16 Nisan’da yapılan referandum, ülkemizde kör topal sürdürülen demokrasiyi, daha doğrusu faşist bir diktatörlüğü yasal konuma dönüştürmüş bulunmaktadır. Her yeni bir durum, yeni çözümlemeler ve yeni yapılanmalar gerektirir. İstikrar ve gelişme adına yapılan referandumun gelişme ve istikrarın yerine kişi egemenliğini ülke başına bela edeceği açıktır. Özgürlükler ve kalkınma adına iktidar olan AKP ekonomik olarak ülkemize betonlaşmadan başka bir şey getirmemiştir. Tüm bu betona dayalı yatırımlar da ülkeye yolsuzluk ve fakirlikten öte yarar sağlamamıştır. Üretmeyen tüketen ekonomi, Osmanlı’nın son yılları gibi, borcu borçla ödeyerek ülkeyi tefecilerin kucağına oturtmuştur. Bugün bu iktidarla bu durumdan çıkış ve kurtuluş için önümüzde hiçbir ışık görünmemektedir.
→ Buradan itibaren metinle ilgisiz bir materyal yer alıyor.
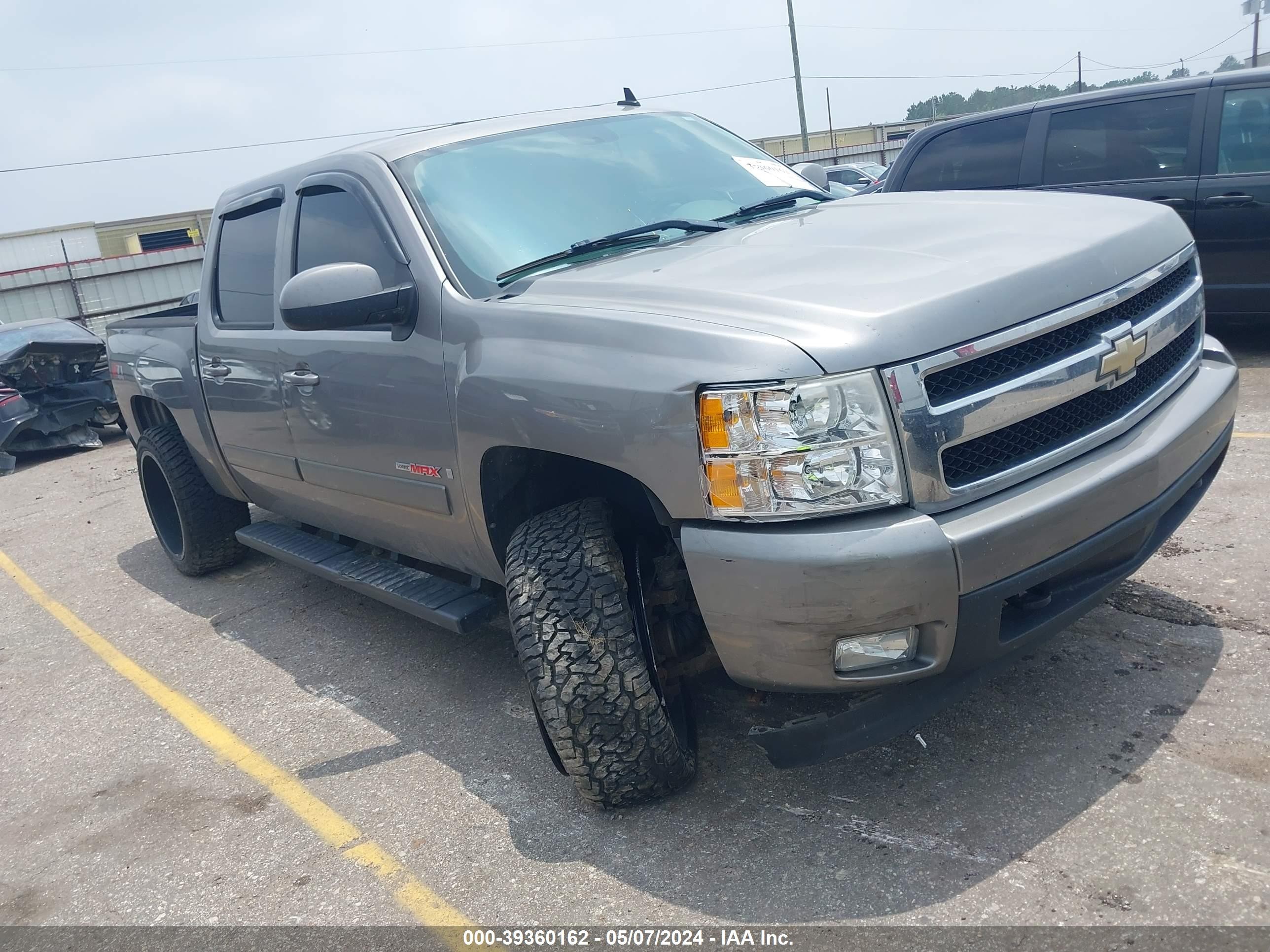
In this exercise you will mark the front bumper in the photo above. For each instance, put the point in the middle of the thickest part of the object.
(777, 597)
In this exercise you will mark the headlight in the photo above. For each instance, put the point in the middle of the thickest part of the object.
(811, 448)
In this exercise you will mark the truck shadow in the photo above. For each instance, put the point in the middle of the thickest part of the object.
(888, 830)
(50, 457)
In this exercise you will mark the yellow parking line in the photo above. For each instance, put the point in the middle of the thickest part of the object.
(417, 899)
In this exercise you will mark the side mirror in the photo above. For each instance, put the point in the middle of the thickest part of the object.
(343, 296)
(813, 173)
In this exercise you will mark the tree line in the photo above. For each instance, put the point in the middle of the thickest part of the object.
(984, 100)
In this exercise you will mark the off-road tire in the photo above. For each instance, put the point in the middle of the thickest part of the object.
(202, 539)
(576, 638)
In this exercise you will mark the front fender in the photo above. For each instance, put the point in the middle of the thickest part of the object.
(155, 360)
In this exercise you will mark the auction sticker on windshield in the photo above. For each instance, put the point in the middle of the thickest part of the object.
(770, 172)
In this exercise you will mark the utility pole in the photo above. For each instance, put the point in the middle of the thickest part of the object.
(834, 136)
(798, 79)
(70, 277)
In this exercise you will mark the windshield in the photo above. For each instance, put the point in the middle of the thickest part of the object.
(12, 337)
(502, 201)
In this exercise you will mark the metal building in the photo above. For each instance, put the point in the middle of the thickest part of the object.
(96, 273)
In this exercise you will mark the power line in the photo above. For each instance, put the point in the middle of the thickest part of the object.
(1170, 63)
(367, 133)
(376, 52)
(992, 30)
(1010, 75)
(1053, 71)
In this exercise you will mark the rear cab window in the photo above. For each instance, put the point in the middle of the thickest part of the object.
(980, 155)
(1244, 140)
(1138, 139)
(244, 266)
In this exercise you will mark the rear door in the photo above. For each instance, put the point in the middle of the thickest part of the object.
(238, 353)
(373, 435)
(1146, 146)
(1233, 220)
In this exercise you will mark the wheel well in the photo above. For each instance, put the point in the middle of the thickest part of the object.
(149, 413)
(517, 484)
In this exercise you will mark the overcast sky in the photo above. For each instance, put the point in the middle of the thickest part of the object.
(56, 116)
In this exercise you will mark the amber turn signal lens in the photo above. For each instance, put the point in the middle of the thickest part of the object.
(714, 433)
(724, 489)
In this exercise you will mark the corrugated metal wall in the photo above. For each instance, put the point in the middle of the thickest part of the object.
(105, 290)
(113, 237)
(36, 249)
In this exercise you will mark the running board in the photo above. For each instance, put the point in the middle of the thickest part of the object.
(445, 603)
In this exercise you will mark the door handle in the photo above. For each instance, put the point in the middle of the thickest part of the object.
(1229, 200)
(301, 378)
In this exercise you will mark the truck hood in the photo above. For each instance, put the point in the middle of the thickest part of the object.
(869, 281)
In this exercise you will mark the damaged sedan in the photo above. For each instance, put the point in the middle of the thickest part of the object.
(55, 389)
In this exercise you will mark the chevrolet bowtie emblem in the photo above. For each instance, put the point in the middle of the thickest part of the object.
(1123, 360)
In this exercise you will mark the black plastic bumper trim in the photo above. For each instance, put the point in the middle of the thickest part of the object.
(819, 738)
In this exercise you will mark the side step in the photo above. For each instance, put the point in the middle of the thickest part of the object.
(441, 602)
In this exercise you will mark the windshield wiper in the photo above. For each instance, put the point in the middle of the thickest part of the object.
(777, 201)
(632, 237)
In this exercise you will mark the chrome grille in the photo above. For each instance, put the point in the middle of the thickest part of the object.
(985, 371)
(997, 410)
(1000, 450)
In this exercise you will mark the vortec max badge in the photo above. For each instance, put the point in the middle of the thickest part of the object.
(420, 470)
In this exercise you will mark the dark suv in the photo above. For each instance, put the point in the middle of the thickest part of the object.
(1199, 145)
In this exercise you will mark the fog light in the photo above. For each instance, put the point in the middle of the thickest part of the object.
(873, 650)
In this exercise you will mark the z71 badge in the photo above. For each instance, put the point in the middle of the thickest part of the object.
(421, 470)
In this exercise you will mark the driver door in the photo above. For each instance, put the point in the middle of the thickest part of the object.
(367, 408)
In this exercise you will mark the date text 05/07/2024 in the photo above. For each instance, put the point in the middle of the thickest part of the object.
(623, 938)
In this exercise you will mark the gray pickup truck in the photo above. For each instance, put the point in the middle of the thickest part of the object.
(684, 409)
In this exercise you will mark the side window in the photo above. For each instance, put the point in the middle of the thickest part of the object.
(244, 265)
(1142, 139)
(982, 155)
(1244, 142)
(334, 226)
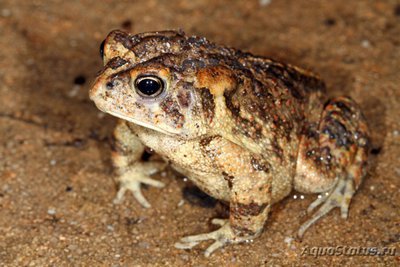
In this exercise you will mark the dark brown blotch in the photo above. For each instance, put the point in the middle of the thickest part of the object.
(171, 109)
(259, 165)
(228, 178)
(116, 62)
(207, 101)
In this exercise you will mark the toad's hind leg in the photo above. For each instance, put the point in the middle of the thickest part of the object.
(332, 158)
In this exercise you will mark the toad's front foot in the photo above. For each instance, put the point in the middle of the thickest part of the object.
(222, 237)
(340, 196)
(136, 175)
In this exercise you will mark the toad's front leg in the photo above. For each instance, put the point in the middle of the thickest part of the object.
(250, 198)
(131, 171)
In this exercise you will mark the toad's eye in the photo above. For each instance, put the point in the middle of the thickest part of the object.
(149, 86)
(102, 48)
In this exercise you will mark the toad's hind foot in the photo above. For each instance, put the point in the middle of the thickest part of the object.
(222, 237)
(333, 158)
(340, 196)
(137, 175)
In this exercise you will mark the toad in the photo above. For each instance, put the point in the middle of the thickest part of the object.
(245, 129)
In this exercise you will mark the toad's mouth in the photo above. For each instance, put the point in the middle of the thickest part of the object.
(143, 124)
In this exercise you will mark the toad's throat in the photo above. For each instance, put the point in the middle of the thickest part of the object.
(143, 124)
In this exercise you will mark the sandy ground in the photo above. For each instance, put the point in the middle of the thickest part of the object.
(56, 185)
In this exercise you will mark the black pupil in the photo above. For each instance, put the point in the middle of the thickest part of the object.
(148, 86)
(102, 49)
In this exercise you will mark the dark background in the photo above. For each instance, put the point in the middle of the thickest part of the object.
(56, 185)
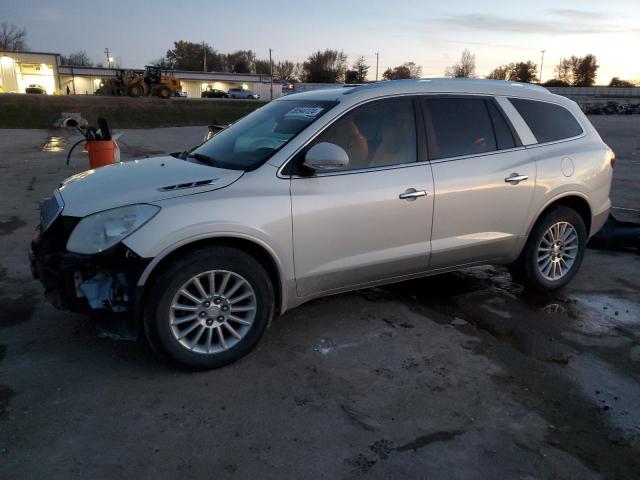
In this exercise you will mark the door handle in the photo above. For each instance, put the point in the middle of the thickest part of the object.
(514, 178)
(411, 194)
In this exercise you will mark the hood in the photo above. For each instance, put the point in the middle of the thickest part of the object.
(140, 181)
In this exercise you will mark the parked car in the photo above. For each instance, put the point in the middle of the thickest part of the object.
(36, 89)
(242, 93)
(214, 93)
(325, 192)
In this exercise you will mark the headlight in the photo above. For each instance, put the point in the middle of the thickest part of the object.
(103, 230)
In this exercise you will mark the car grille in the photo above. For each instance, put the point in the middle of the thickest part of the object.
(50, 208)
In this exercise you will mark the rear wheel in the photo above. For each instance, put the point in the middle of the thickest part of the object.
(210, 307)
(554, 251)
(164, 93)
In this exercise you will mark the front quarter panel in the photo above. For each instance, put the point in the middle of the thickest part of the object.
(256, 208)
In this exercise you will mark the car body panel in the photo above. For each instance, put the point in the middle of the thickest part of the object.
(139, 181)
(477, 215)
(352, 227)
(331, 233)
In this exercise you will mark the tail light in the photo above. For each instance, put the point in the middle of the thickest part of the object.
(612, 156)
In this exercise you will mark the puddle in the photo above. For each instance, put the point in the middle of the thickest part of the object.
(9, 225)
(615, 395)
(616, 308)
(54, 144)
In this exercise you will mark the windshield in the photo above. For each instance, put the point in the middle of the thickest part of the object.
(251, 141)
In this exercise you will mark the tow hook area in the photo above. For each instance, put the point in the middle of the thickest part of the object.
(104, 291)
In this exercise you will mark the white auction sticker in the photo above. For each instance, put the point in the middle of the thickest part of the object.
(306, 111)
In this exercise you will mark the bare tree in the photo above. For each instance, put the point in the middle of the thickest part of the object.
(578, 71)
(406, 70)
(329, 66)
(78, 59)
(12, 38)
(466, 68)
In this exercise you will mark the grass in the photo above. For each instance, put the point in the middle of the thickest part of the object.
(41, 111)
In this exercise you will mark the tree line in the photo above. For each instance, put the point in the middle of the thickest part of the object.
(331, 66)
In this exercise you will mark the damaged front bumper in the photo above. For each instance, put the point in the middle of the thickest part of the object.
(103, 282)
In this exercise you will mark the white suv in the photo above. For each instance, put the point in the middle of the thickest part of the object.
(324, 192)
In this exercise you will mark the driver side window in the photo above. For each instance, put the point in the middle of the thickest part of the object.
(375, 135)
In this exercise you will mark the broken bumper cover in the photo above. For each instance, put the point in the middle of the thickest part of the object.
(84, 283)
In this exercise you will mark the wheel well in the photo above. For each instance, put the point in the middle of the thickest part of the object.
(576, 203)
(256, 251)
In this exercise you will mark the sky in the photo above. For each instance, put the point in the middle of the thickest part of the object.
(432, 34)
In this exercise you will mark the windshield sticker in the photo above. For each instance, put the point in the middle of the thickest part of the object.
(306, 111)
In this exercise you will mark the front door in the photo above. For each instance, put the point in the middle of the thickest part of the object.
(372, 220)
(484, 181)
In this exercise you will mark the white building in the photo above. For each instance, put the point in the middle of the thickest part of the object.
(18, 70)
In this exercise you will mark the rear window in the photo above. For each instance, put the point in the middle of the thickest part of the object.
(547, 121)
(465, 126)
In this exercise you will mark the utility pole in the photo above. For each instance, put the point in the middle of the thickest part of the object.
(271, 72)
(204, 50)
(106, 50)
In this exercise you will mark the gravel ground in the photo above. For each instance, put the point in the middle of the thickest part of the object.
(461, 375)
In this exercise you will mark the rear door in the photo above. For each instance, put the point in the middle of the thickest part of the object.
(484, 180)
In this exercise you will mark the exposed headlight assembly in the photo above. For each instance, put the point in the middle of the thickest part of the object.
(101, 231)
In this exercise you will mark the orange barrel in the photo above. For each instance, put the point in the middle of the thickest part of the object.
(102, 152)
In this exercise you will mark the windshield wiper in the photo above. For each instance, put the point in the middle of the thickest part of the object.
(203, 158)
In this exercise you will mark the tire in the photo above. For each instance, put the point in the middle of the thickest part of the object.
(134, 91)
(563, 246)
(164, 93)
(202, 348)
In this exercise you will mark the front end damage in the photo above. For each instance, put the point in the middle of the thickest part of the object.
(102, 283)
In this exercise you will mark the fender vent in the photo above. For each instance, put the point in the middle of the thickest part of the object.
(181, 186)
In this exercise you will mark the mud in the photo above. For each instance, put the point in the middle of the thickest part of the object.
(463, 375)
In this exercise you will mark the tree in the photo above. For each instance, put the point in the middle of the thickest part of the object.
(578, 71)
(325, 67)
(240, 61)
(466, 68)
(524, 72)
(406, 70)
(190, 56)
(585, 74)
(618, 82)
(286, 70)
(77, 59)
(358, 72)
(500, 73)
(12, 38)
(556, 82)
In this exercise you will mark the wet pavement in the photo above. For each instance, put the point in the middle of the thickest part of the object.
(463, 375)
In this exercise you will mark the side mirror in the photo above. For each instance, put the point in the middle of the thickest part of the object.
(69, 123)
(326, 156)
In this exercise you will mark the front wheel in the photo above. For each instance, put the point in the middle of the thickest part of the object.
(209, 308)
(554, 251)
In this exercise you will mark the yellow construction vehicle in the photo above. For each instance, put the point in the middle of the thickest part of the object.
(134, 84)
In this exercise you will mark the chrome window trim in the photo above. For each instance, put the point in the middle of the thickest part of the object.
(562, 140)
(473, 155)
(279, 173)
(331, 122)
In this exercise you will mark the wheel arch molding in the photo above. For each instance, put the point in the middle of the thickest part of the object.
(257, 248)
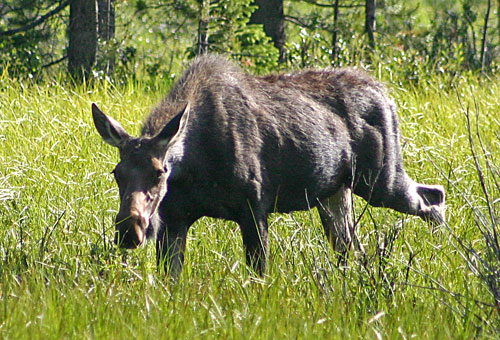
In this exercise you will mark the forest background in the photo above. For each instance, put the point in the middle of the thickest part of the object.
(62, 277)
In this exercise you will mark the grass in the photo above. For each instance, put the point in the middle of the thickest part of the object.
(61, 277)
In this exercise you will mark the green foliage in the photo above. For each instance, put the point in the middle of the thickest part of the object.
(229, 33)
(61, 276)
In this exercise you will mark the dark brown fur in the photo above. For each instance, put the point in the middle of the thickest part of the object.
(238, 147)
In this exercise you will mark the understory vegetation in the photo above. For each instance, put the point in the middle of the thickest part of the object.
(62, 277)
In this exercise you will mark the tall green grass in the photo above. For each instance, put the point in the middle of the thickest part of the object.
(61, 277)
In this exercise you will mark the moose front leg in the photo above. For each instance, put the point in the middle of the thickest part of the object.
(170, 246)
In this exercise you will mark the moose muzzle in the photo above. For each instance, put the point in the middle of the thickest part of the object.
(131, 224)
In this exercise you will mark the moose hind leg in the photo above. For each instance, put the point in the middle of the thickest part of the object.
(254, 233)
(431, 202)
(336, 216)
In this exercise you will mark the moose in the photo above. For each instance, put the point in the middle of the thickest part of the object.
(226, 144)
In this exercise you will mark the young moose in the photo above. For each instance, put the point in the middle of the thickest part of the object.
(230, 145)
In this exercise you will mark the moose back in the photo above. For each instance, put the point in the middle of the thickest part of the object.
(226, 144)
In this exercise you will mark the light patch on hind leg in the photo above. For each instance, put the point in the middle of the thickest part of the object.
(432, 202)
(336, 216)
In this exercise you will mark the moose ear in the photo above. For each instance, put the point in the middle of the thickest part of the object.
(175, 127)
(109, 129)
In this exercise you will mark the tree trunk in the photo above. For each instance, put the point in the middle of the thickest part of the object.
(270, 14)
(333, 55)
(106, 32)
(105, 19)
(82, 38)
(370, 21)
(203, 26)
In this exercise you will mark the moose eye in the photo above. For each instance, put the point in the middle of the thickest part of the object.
(159, 173)
(115, 174)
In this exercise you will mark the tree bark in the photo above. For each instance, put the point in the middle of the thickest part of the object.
(333, 56)
(106, 32)
(82, 33)
(105, 19)
(370, 21)
(270, 14)
(203, 26)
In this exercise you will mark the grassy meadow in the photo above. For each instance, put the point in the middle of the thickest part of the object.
(62, 278)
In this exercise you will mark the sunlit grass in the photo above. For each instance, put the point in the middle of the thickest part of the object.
(61, 277)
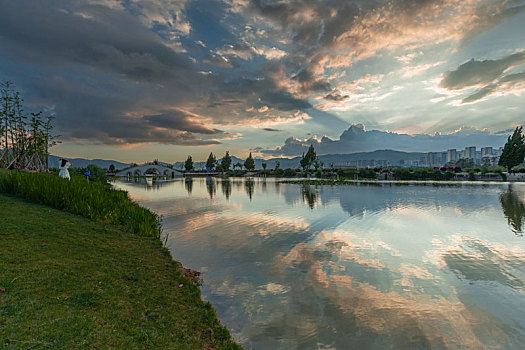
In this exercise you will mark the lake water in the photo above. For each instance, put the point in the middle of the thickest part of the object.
(352, 267)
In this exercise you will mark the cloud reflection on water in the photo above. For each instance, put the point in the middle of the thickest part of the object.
(372, 267)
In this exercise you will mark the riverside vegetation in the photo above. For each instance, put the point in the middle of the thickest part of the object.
(70, 282)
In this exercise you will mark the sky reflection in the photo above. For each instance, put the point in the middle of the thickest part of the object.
(362, 266)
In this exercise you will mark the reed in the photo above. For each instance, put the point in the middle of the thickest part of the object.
(93, 200)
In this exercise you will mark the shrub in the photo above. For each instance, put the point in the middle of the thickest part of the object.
(278, 172)
(367, 173)
(289, 172)
(93, 200)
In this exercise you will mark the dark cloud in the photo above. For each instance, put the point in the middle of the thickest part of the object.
(179, 120)
(357, 139)
(336, 96)
(62, 33)
(504, 85)
(474, 73)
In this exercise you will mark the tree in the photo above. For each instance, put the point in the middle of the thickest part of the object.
(318, 164)
(309, 158)
(210, 163)
(249, 163)
(514, 150)
(188, 165)
(226, 161)
(26, 138)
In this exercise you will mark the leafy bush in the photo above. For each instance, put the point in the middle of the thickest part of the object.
(94, 200)
(367, 173)
(278, 172)
(289, 172)
(350, 173)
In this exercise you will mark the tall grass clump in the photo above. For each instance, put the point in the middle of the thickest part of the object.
(94, 200)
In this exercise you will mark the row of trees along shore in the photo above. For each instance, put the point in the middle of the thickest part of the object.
(25, 138)
(512, 156)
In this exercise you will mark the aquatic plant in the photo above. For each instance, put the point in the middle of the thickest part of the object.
(93, 200)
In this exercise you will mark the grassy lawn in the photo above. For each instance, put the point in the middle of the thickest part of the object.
(69, 282)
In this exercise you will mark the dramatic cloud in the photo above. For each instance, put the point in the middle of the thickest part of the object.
(489, 74)
(208, 72)
(476, 73)
(357, 139)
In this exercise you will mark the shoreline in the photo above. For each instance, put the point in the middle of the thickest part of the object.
(349, 182)
(111, 287)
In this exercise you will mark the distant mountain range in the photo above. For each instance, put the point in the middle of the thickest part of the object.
(338, 160)
(82, 162)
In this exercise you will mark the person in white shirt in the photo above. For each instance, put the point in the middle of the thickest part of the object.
(63, 165)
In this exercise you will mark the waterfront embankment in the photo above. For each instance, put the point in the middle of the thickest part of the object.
(70, 282)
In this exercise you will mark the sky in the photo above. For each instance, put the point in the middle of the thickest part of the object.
(134, 80)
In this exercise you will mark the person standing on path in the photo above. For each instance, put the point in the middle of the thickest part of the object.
(63, 166)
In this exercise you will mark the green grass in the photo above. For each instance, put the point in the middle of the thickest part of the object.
(94, 200)
(67, 282)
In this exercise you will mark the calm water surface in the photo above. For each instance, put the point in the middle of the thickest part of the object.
(352, 267)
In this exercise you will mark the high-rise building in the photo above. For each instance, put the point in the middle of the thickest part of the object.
(452, 155)
(469, 152)
(486, 151)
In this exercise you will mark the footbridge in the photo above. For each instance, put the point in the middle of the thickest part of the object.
(145, 169)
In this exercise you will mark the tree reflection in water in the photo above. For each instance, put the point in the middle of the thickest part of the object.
(309, 196)
(188, 182)
(226, 187)
(513, 209)
(210, 186)
(249, 186)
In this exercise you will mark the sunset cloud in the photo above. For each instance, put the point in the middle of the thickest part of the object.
(199, 72)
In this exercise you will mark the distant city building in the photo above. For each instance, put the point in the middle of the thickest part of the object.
(470, 152)
(486, 151)
(452, 155)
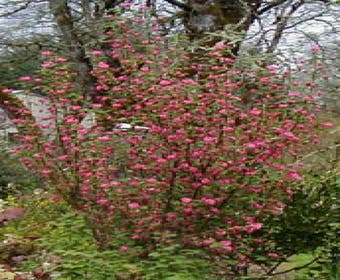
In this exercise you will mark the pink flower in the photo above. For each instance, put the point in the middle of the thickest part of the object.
(273, 255)
(46, 53)
(186, 199)
(255, 112)
(103, 65)
(123, 248)
(133, 205)
(209, 201)
(47, 64)
(327, 125)
(227, 245)
(25, 78)
(293, 174)
(104, 138)
(208, 241)
(96, 53)
(61, 59)
(102, 201)
(6, 90)
(165, 82)
(315, 48)
(96, 106)
(253, 227)
(209, 139)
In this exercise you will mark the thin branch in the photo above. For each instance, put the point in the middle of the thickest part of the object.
(295, 268)
(179, 4)
(23, 7)
(271, 5)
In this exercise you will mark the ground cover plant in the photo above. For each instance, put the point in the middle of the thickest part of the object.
(171, 158)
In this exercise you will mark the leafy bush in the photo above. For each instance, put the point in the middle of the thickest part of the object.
(14, 177)
(205, 162)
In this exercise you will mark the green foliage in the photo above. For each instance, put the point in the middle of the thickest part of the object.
(14, 177)
(60, 242)
(174, 263)
(18, 62)
(310, 225)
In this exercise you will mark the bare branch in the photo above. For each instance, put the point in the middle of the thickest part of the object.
(179, 4)
(21, 8)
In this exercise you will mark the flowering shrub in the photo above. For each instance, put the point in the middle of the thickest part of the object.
(214, 159)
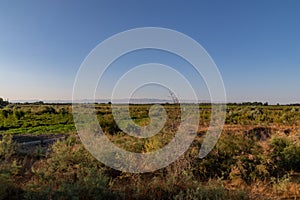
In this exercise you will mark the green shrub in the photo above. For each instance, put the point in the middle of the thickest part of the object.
(69, 173)
(285, 154)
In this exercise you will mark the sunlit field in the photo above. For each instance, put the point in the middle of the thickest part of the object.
(256, 157)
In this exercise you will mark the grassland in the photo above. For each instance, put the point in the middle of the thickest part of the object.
(256, 157)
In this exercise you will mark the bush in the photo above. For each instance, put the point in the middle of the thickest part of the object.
(69, 173)
(285, 154)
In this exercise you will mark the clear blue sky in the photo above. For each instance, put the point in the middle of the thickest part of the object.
(255, 44)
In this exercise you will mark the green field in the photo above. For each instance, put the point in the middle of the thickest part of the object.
(256, 157)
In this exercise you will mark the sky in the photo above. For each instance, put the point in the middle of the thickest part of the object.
(254, 44)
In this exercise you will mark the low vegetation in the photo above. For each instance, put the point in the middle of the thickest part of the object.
(256, 157)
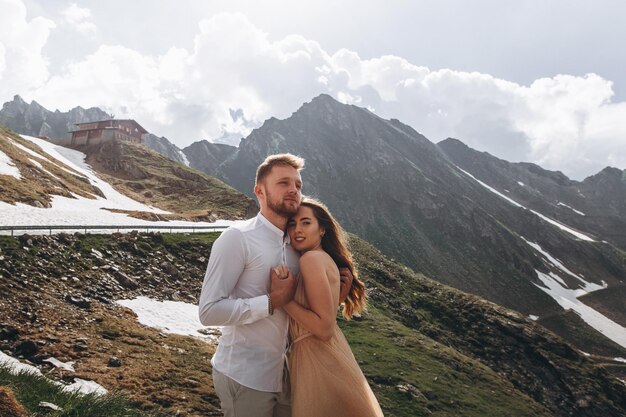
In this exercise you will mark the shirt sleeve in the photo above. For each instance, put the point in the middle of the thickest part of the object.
(226, 264)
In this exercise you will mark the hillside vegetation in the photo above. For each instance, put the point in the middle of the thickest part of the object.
(426, 349)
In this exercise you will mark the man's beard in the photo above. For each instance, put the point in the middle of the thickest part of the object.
(282, 209)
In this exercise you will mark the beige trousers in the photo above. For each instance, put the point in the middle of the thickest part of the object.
(240, 401)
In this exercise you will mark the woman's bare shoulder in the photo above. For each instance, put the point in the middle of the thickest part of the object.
(317, 259)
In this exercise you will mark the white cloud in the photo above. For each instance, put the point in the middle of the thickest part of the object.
(22, 65)
(234, 77)
(80, 19)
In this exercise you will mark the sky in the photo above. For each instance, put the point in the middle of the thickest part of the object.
(537, 81)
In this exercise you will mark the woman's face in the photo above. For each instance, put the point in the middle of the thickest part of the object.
(304, 230)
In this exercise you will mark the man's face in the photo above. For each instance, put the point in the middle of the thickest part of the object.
(280, 191)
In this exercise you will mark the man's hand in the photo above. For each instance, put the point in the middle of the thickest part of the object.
(345, 283)
(282, 290)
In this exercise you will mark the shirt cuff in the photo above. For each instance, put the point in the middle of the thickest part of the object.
(259, 307)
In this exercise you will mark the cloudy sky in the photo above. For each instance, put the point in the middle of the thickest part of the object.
(539, 81)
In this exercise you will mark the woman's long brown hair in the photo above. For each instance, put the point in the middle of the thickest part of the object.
(334, 243)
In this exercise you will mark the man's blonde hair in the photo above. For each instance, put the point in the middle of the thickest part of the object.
(285, 159)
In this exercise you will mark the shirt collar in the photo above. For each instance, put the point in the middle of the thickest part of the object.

AKP iktidar olduğu günden günümüze dek, istikrar teranesi ile hep istikrarsızlık yaratmıştır. Düşünce ve basın özgürlüğünden söz ederken ülkeyi dünyada cezaevlerinde en çok gazeteci barındıran ülkeye çevirmiştir. Kürt sorununu çeşitli söylemlerle çözme sevdasına kalkışarak, sorunu içinden çıkılmaz hale sokmuştur. Her attığı adımın sonunda ülke kan gölüne dönmüş, analar ağlamasın derken babalar ve çocuklar da ağlar olmuştur. Ülke bu tutarsız politikalar sonucu etnik olarak ikiye ayrılmış bulunmaktadır. Dinsel açıdan Alevi sorununu, açılımlar adı altında “ çalıştaylar”la çözümlemek yerine, mezhepler arası düşmanlığı körüklemiş, Alevi-Sünni ayrımını elle tutulur hale getirmiştir. Batılılaşma adına AB ile kurduğu ilişkiyi önce ileri aşamalara taşımış, iktidarda muktedir olduktan sonra “hey Avrupa” nutukları ile ilişkileri germiş içinden çıkılmaz hale sürüklemiştir. Emperyalizme karşıymış gibi sert tavırlar ve söylemlerle ülkeyi emperyalizmin tam kucağına oturtmuştur. Demokrasi yolsuzluğun ve yalakalığın bir aracı olarak kullanılmış, ülke saltanat kayıkları yerine çağdaş araçlar çöplüğüne dönüştürülmüştür.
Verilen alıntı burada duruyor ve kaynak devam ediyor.